1. Always Trust Local Knowledge
How many hotels have you stayed at in your hometown? Just as you probably don’t know the ins and outs of the tourist industry in your city, it’s unlikely that a local in a foreign city will know the answer to a tourist’s every question. For stuff like hotels and sightseeing, your best bet is to ask fellow travelers, either in person or through the Internet. Further, if you’re looking for directions, local advice can be hit or miss: they might know where you’re going but the language barrier can be a problem. On the other hand, locals tend to give good recommendations for places to eat. Everyone loves a good meal.
2. Duty Free = Good Deal
The appeal of duty free has no doubt relieved many an uninformed traveler of his or her stash of travel cash. The reality is that duty free goods often cost no less than when bought at your local shop. It is true that you don’t pay taxes, but the baseline price for luxury perfumes and sunglasses is often higher than normal in the airport. The big difference is with heavily taxed items, of course, like cigarettes and booze. You can certainly save some money on these items, but if you’re looking for a steal at the airport, a gallon-jug of Chanel No. 5 is not it.

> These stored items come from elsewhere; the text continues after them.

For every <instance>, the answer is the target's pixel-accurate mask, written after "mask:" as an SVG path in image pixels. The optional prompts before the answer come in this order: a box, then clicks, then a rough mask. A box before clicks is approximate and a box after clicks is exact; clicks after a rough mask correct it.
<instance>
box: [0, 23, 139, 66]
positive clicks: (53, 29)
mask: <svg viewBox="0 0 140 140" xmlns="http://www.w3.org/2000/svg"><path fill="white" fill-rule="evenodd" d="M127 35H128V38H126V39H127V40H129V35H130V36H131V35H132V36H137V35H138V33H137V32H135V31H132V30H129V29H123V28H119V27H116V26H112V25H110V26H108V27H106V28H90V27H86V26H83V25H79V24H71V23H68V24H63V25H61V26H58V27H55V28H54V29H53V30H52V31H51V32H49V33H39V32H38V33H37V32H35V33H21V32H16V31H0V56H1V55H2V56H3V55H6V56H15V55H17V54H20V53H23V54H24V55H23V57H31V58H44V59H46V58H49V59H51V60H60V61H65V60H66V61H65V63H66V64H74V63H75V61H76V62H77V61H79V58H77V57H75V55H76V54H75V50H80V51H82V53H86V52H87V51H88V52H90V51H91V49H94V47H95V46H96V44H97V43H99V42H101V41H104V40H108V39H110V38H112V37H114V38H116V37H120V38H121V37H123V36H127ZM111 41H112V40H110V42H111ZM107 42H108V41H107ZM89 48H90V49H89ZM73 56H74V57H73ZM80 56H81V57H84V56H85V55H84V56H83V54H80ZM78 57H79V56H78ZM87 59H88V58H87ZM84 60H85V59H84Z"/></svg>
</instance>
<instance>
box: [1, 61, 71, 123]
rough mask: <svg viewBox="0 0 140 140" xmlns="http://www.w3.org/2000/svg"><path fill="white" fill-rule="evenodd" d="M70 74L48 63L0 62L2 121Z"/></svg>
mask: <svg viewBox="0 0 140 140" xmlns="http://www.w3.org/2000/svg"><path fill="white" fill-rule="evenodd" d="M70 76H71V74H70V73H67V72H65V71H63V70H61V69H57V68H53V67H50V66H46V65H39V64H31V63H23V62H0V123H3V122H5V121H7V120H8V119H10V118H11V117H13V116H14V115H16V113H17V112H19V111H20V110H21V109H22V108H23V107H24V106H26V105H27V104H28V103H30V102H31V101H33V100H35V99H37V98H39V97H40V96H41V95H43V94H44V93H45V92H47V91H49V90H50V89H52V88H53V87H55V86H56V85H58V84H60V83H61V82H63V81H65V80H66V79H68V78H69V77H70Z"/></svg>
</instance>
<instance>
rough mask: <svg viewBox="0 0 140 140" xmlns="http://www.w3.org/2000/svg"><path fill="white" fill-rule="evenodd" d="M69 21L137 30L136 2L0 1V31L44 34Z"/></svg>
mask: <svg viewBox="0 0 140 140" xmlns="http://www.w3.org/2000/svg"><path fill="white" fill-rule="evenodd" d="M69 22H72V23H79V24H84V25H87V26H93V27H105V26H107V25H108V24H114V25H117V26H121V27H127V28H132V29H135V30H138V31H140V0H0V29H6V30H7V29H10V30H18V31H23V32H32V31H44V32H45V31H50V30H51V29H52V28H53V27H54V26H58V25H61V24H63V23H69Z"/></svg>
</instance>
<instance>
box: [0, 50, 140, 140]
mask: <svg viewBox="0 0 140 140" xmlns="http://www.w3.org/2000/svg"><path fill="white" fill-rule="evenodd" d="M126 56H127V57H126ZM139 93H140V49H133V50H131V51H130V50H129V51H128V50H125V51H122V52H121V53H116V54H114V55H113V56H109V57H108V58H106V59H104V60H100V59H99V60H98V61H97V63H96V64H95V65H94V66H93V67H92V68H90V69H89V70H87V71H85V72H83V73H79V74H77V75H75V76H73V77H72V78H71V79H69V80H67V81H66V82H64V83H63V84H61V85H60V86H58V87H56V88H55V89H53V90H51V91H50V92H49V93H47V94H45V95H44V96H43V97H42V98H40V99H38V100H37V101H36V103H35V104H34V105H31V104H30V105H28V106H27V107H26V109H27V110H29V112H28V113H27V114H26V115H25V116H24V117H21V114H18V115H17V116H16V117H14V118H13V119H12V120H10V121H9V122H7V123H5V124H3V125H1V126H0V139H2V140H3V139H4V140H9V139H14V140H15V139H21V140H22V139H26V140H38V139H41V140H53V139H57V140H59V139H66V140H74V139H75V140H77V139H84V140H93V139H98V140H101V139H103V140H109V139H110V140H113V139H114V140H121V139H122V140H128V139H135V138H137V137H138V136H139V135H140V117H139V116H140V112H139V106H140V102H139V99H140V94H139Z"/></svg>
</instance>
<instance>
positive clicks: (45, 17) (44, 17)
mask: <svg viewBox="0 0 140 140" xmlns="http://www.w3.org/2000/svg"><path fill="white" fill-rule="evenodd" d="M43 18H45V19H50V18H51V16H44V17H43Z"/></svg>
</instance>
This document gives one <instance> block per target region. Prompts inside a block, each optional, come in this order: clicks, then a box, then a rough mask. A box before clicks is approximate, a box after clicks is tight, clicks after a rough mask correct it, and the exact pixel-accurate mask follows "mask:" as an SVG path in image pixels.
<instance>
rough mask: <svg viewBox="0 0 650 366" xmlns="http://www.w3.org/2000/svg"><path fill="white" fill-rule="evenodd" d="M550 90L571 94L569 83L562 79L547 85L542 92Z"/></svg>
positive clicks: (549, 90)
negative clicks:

3. The Best Hotel Prices Are On Travel Sites
The boom in sites like Priceline and Expedia has resulted in the misconception that the only way to get a good deal on a room is to use one of these online third-party bookers. In fact, many hotel chains, like Inter Continental and Wyndham, offer rate guarantees and encourage customers to book directly with the hotels. Hotels will also frequently have discount or perk offers that third-party websites aren’t privy to and it’s generally far easier to deal directly with the hotel than with a booking agent. On top of this, hotels give the upgrades, not booking agents.
4. You’ll Avoid Crowds If You Go Early
“If you want to avoid the crowds, go early,” reads your guidebook – the same guidebook that was purchased by several million other tourists. There are only so many heritage sites, monuments and parks in the world, but a practically unlimited supply of tourists. The inevitable fact is that Angkor Wat or Yellowstone will always be crowded, and your guidebook’s suggestion to go early will be followed by every other visitor. The trick is to go not early, but when no one else wants to go, like the middle of the day – when the sun has chased away the weaker tourists.
5. Street Food is Unsafe
Countless travelers prefer to sit down in a restaurant for a bite to eat than stand up in the street with the rest of the country. There’s nothing wrong with wanting a little air-conditioning, but the idea that food is healthier because it’s prepared in a “proper” kitchen is dubious at best. First, you really don’t know what’s going on in that kitchen, because you can’t see inside. With street food, you can see the ingredients being prepared directly in front of you. And since street food is often deep-fried, stir-fried, or barbecued over very high heat, it’s likely that even if anything nefarious was in the ingredients, it’s long since been seared out of your meal.